J’ai reçu hier au soir votre lettre, ma chère soeur, par laquelle vous m’engagez à aller vous rejoindre. Je désirerois que la chose fût possible ; mais je crains bien de ne le pouvoir pas à cause dés passeports. D’après le regret que vous m’aviez témoigné de ne pouvoir m’engager à aller au mariage de Louise, je n’avois fait aucune démarche pour  me mettre en règle, et aujourd’hui même pour les gens qui y sont, il est très difficile de sortir. Avant-hier, on ne délivroit pas de passeports. Hier, on en a donné fort peu et à des négocians. La fermentation est très forte et très alarmante. Vous devez en juger par les journaux. Les choses paroissent aux gens plus experts que moi  comme elles étoient au mois d’août, et l’on craint sous peu de voir renouveler les  mêmes horreurs que cet été. On arrête beaucoup de monde, émigrés ou autres,  hommes et femmes. Quelqu’un, qui a été la nuit passée jusqu’à 4 heures du matin à la mairie pour sa belle-soeur qui y est retenue, m’a dit qu’il avoit cru reconnoitre dans le nombre des femmes qui y sont Mme de Choiseul-Gouffier, et une autre dont j’ai oublié le nom. On craint fort qu’on ne ferme les barrières au moment du train. On dit que l’on veut faire un mauvais parti au côté droit de la Convention, ou que l’on veut la chasser tout entière pour en rappeler une autre. Le tout semble dirigé pour mettre l’Egalité sur le trône. Joignez à cela le nouveau tribunal, qui doit faire trembler tout le monde. Un homme de ma connoissance a entendu, il y a deux jours, un officier d’artillerie qui se plaignoit de ce que les recrues ne partoient pas ; et l’homme à qui il se plaignoit lui a répondu qu’elles ne partiroient pas que leur coup ne fût fait, et qu’alors, au lieu de 8.000 hommes de Paris, il en auroit trente.

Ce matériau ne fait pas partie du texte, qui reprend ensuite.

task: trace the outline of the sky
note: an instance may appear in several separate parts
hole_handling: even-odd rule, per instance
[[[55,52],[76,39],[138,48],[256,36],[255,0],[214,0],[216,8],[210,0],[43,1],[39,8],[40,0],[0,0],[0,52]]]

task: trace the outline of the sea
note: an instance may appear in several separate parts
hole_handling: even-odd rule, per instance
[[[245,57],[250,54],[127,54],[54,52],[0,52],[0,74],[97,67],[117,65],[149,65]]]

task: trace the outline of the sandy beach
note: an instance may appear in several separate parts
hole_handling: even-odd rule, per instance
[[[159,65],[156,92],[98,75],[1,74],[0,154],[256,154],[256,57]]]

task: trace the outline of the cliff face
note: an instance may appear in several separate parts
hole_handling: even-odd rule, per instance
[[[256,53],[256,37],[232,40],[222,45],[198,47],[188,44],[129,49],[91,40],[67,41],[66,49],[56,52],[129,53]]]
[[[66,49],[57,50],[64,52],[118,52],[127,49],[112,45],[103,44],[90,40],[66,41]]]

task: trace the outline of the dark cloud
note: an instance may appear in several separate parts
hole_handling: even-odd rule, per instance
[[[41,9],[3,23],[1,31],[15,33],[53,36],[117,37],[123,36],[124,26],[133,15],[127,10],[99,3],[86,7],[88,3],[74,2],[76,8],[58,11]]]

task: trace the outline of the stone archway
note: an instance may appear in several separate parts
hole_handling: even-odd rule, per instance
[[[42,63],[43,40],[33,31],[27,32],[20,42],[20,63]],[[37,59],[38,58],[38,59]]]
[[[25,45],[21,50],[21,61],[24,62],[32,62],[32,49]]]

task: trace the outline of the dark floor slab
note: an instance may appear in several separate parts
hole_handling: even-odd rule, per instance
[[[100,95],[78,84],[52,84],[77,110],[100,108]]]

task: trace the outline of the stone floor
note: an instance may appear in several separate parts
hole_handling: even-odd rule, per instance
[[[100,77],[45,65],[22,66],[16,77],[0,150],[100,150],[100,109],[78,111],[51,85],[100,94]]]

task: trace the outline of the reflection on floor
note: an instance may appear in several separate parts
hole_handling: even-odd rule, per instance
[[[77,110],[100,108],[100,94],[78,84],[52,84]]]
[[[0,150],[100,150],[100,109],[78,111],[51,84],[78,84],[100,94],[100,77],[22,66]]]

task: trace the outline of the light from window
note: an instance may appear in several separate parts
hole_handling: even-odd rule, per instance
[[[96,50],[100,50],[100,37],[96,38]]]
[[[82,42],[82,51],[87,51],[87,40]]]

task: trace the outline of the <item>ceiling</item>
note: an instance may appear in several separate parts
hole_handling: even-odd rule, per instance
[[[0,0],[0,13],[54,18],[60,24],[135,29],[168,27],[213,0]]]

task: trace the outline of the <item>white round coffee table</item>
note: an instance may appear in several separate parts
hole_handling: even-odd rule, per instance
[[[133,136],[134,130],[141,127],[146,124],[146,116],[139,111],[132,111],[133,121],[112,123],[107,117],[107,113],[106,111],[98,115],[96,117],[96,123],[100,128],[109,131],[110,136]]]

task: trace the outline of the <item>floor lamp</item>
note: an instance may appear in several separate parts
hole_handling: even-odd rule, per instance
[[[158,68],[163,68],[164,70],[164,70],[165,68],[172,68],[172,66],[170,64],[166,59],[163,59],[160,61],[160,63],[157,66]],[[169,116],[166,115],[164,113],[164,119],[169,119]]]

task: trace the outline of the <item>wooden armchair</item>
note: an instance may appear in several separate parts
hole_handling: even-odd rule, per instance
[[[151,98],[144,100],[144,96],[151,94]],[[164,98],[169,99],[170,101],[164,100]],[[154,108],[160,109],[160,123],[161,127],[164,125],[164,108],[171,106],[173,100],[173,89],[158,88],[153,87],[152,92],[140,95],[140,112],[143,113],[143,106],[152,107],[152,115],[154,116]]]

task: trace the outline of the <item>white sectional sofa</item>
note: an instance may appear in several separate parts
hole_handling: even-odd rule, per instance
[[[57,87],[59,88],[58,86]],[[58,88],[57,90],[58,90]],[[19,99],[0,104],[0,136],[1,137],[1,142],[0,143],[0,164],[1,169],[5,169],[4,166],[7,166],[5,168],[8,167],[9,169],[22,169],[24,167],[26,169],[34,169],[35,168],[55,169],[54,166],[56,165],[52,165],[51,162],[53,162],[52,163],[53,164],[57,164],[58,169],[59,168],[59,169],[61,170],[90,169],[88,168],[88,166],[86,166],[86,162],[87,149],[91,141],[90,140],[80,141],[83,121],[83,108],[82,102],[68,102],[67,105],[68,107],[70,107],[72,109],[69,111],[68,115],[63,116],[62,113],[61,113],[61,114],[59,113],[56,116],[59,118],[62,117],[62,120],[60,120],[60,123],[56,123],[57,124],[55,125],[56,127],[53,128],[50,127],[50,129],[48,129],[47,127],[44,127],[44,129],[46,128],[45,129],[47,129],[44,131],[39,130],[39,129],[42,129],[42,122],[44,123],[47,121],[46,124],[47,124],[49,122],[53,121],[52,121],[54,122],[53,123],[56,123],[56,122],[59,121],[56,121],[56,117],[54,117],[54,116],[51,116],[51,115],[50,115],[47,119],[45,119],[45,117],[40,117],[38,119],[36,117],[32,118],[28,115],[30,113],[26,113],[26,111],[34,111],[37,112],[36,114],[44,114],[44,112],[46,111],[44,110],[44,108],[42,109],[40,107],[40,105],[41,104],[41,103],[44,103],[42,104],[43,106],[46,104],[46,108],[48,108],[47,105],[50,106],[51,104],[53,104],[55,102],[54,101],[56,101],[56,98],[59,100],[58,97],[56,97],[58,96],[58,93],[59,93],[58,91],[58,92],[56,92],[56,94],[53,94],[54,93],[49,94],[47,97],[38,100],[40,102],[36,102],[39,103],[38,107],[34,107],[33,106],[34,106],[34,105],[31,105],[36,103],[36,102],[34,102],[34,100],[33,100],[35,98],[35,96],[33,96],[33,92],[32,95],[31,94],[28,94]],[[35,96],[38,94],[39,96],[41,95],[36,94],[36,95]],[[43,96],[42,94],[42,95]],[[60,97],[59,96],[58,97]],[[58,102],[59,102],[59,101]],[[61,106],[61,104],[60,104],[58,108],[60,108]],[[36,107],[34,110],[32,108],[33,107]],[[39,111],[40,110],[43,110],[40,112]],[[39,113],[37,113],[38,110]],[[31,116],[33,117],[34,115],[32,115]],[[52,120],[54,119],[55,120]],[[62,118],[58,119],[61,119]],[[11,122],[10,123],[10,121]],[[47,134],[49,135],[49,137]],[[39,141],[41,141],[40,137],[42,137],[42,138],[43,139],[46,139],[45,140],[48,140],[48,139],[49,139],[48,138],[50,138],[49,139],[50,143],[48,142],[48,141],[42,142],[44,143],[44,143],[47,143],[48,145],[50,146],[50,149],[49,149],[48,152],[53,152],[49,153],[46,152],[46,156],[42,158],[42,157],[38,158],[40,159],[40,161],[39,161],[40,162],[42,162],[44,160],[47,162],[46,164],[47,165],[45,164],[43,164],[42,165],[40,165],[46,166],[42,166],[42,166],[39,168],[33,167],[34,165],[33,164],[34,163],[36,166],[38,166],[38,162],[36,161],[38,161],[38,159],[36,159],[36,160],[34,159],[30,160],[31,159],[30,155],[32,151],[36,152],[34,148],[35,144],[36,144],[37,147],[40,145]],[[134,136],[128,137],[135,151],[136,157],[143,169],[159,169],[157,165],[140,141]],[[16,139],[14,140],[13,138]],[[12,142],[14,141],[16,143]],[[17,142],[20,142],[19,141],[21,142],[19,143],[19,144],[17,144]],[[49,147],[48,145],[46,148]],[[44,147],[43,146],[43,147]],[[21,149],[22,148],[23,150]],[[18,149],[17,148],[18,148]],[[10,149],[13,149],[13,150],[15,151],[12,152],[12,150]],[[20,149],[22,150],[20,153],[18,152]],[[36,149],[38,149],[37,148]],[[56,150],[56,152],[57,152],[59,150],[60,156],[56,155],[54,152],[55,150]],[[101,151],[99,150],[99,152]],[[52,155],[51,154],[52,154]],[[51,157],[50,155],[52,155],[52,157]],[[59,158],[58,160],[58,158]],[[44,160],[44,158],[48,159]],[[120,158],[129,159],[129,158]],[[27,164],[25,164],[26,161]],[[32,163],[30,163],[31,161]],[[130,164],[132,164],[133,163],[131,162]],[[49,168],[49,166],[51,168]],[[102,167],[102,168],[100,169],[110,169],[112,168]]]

Je vais cependant faire tout ce qui dépendra de moi pour partir, mais je crains que cela ne soit inutile…

M.-L.-M. Le Pelletier de Rosambo à sa belle-soeur, dans Pierre de Vaissière, Lettres d’« aristocrates ». La Révolution racontée par des correspondances privées. 1789-1794 (Paris, 1907), p. 588-589.